Al menos con sus hermanos pequeños no tiene tiempo para pensar, y mientras
remienda sus ropas, ocupa su desbordante imaginación en inventar cuentos para
distraerlos hasta la hora del ocaso.
Y
allí está otra vez, con un bidón en la fila delante del tanque de agua potable.
Es la última cola del día. Cada vez hace más frío, pero al menos allí, rodeada
de gente, lo nota menos. Y pronto, en cuanto recoja el agua, podrá volver al
calor del hogar junto a su familia, junto a su madre de ojos tristes, y junto a
sus hermanos pequeños que le reclamarán una nueva historia que escuchar antes de
dormir.
Mientras
espera en la fila a que los de la ONG les den el agua ve el calendario ajado,
colgado de la puerta de madera del edificio de oficinas que hay junto a los
tanques, y observa como uno de los voluntarios tacha la fecha del día que
concluye.
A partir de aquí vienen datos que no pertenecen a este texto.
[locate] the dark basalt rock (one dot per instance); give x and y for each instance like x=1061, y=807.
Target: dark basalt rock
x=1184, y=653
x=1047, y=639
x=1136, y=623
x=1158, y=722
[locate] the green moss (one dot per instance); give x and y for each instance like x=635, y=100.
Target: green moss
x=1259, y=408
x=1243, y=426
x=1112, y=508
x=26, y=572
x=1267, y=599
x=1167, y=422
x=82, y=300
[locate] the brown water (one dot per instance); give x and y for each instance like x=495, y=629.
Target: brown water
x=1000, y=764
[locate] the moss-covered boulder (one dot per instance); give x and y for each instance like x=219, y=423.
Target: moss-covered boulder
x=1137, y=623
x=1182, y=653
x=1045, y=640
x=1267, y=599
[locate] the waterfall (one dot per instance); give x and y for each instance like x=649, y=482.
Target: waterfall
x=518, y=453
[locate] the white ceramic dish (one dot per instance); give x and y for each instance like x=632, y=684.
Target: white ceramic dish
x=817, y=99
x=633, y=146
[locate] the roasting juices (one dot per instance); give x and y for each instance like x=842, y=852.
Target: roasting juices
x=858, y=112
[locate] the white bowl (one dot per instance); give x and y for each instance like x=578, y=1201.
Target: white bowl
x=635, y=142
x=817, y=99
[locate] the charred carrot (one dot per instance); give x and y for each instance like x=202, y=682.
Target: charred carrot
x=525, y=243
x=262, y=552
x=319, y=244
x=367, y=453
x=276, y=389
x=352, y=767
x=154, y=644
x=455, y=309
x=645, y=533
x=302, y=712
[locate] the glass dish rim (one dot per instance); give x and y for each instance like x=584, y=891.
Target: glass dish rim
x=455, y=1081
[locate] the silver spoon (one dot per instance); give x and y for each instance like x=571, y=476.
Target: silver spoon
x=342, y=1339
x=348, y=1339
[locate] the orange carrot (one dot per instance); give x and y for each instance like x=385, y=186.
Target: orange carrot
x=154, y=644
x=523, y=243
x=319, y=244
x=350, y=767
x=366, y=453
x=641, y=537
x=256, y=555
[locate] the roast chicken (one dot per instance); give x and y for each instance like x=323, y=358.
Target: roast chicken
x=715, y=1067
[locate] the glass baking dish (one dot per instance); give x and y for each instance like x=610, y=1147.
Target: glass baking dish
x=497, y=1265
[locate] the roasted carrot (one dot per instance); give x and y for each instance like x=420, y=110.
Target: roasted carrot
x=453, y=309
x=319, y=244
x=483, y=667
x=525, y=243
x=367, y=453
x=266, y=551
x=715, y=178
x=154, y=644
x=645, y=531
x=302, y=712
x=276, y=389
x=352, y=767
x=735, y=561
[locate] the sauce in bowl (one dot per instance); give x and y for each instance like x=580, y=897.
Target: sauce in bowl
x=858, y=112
Se queda pensativa, como entre sueños, recordando algo sobre esa
fecha tachada que le resulta familiar. Y se ve a sí misma hace unos años
soplando las velas de una tarta. Y cae en la cuenta de que es su cumpleaños.
Ese día ha cumplido ocho años. Y sonríe por primera vez desde hace días. Y
espera en la cola su regalo en forma de un bidón de agua potable.